Thursday, May 19, 2005

La critique insolente plutôt que l'indolence en plein jour

Le mystère qui entoure l'auteur du précédent quatrain et le silence qui l'a suivi, ce même silence pourtant si magnifique quand il suit une symphonie de Mozart, est ici suspect.

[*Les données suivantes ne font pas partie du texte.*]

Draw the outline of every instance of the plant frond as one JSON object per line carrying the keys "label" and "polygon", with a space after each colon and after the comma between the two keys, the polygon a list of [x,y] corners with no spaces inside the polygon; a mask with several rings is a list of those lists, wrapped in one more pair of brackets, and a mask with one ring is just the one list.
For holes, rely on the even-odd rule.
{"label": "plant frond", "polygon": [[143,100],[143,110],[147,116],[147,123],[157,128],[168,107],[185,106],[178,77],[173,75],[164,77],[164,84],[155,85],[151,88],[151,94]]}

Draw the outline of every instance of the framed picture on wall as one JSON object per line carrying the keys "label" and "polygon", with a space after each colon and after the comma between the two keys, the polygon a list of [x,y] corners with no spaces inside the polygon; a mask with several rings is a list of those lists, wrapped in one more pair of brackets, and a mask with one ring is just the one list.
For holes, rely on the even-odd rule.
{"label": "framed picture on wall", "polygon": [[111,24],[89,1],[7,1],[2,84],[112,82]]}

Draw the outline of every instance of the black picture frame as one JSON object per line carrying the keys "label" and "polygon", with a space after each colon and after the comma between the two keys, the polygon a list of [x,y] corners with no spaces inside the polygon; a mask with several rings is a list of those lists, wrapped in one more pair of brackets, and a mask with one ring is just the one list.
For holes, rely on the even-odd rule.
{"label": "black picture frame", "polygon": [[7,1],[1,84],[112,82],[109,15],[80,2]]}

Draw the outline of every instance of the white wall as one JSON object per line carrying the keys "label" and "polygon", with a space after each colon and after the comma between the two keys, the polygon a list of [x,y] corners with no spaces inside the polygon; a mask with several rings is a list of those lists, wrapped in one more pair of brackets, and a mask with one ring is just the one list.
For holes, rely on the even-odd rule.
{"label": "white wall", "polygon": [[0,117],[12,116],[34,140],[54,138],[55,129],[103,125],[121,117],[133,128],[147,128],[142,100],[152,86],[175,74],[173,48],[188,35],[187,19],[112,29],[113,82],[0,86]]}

Plusieurs options s'avancent:

- Il s'agit d'un adolescent charmé par l'épaisseur de sens dont se tartine ce blog depuis que l'élite de la pensée pédante et sans fond s'y retrouve.

- Il s'agit d'un auteur-compositeur raté qui me propose un refrain en espérant me flatter.

- Il s'agit d'un auteur-compositeur de génie qui me propose un refrain en espérant me casser-calmer.

- Il s'agit d'un singer-songwriter anglophone qui fait de la pop, et qui a essayé de traduire une de ses superbes chansons en français, avec l'effort de la rime.

- Il s'agit de quelqu'un qui souffre beaucoup actuellement d'une rupture de tous les jours,mais qui, trop happé par les sentiments confus par lesquels il se laisse bercer, est devenu incapable de mettre en place la moindre once d'auto-critique dans son travail.

- Il s'agit de quelqu'un de spontané, franc et novateur qui a décidé qu'il serait le premier sur ce putain de blog à ne pas mettre de titre à son post, évitant ainsi l'écueil du mauvais jeu de mots ou du trait d'esprit qu'il vaudrait mieux gommer.

Chapeau bas, l'artiste!

Je peux vraiment rapidement devenir très très con. Allons, un peu d'animation!